Iklan yang dimonetisasi terutama muncul dalam balasan pada postingan kreator, mendorong terciptanya konten yang menarik.
Meskipun program ini memberikan peluang bagi para kreator, konten terlarang seperti eksplisititas seksual, kekerasan, kegiatan kriminal, perjudian, narkoba, alkohol, skema penipuan, dan terkena copyright tidak dapat dimonetisasi.
Perubahan ini menandai langkah besar bagi X, membuktikan transformasi yang sukses menuju model bisnis yang lebih inklusif dan saling menguntungkan bagi semua pihak: konten kreator, pengiklan, dan platform itu sendiri.
X Nonaktifkan Fitur Pelaporan Misinformasi Politik
Belum lama ini, X menonaktifkan fitur yang memungkinkan pengguna melaporkan misinformasi tentang pemilu. Hal ini menimbulkan kekhawatiran baru tentang klaim palsu yang menyebar tepat sebelum pemungutan suara besar di Amerika Serikat dan Australia.
Sekadar informasi, fitur pelaporan misinformasi politik itu diperkenalkan pada 2022. Fitur tersebut memungkinkan pengguna untuk melaporkan unggahan yang mereka anggap menyesatkan tentang politik.
Namun, X alias Twitter baru-baru ini menghapus kategori "politik" dari menu drop-down di setiap yurisdiksi, kecuali Uni Eropa, kata peneliti Reset Tech Australia.
Mengutip Reuters, Jumat (29/9/2023), peneliti juga menambahkan, pengguna masih dapat melaporkan unggahan ke aplikasi X secara global untuk sejumlah keluhan lain.

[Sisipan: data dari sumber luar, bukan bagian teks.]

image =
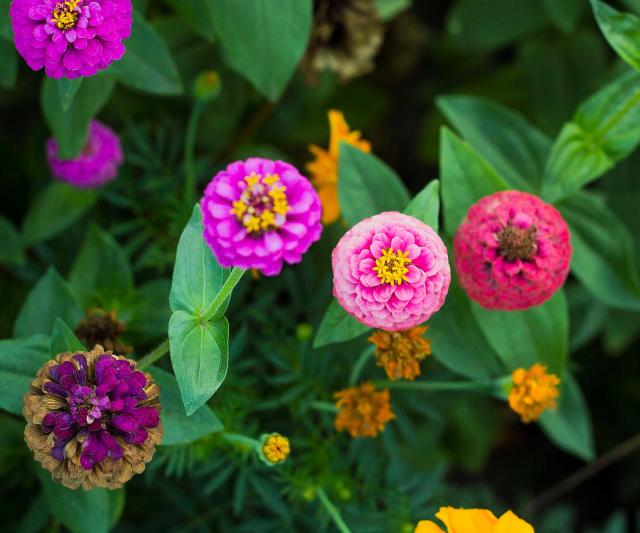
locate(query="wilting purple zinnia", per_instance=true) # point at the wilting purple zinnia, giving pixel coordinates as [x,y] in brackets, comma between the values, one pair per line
[70,38]
[92,419]
[260,213]
[96,165]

Misalnya, mempromosikan kekerasan atau ujaran kebencian.
Sayangnya, X tidak dapat dihubungi untuk dimintai komentar mengenai dinonaktifkannya opsi pelaporan misinformasi terkait politik.
Advertisement
Tindakan yang Membatasi Intervensi Sosial Media
Masih dari Reuters, dengan dinonaktifkannya fitur ini, Twitter menghilangkan cara bagi masyarakat untuk melaporkan dugaan misinformasi politik.
Hal ini dinilai bisa membatasi intervensi pada saat platform media sosial, padahal media sosial dianggap perlu menjalankan perannya menjaga integritas pemilu. Upaya ini telah berkembang pesat dalam beberapa tahun terakhir.
Adapun penonaktifan fitur pelaporan misinformasi ini dilakukan kurang dari tiga minggu sebelum Australia mengadakan referendum. Ini merupakan referendum pertama Australia dalam seperempat abad terakhir.
Referendum ini dinilai penting untuk mengetahui apakah akan ada perubahan konstitusi guna membentuk badan penasihat Masyarakat Adat di parlemen. Selain itu, penonaktifan fitur ini juga terjadi 14 bulan sebelum pemilihan presiden Amerika Serikat.
“Akan sangat membantu untuk memahami mengapa X tampaknya telah melakukan kemunduran dalam komitmen mereka untuk memitigasi misinformasi serius yang telah menyebabkan ketidakstabilan politik di AS. Terutama menjelang tahun sibuk pemilu global,” kata Direktur Eksekutif Reset Tech Australia Alice Dawkins.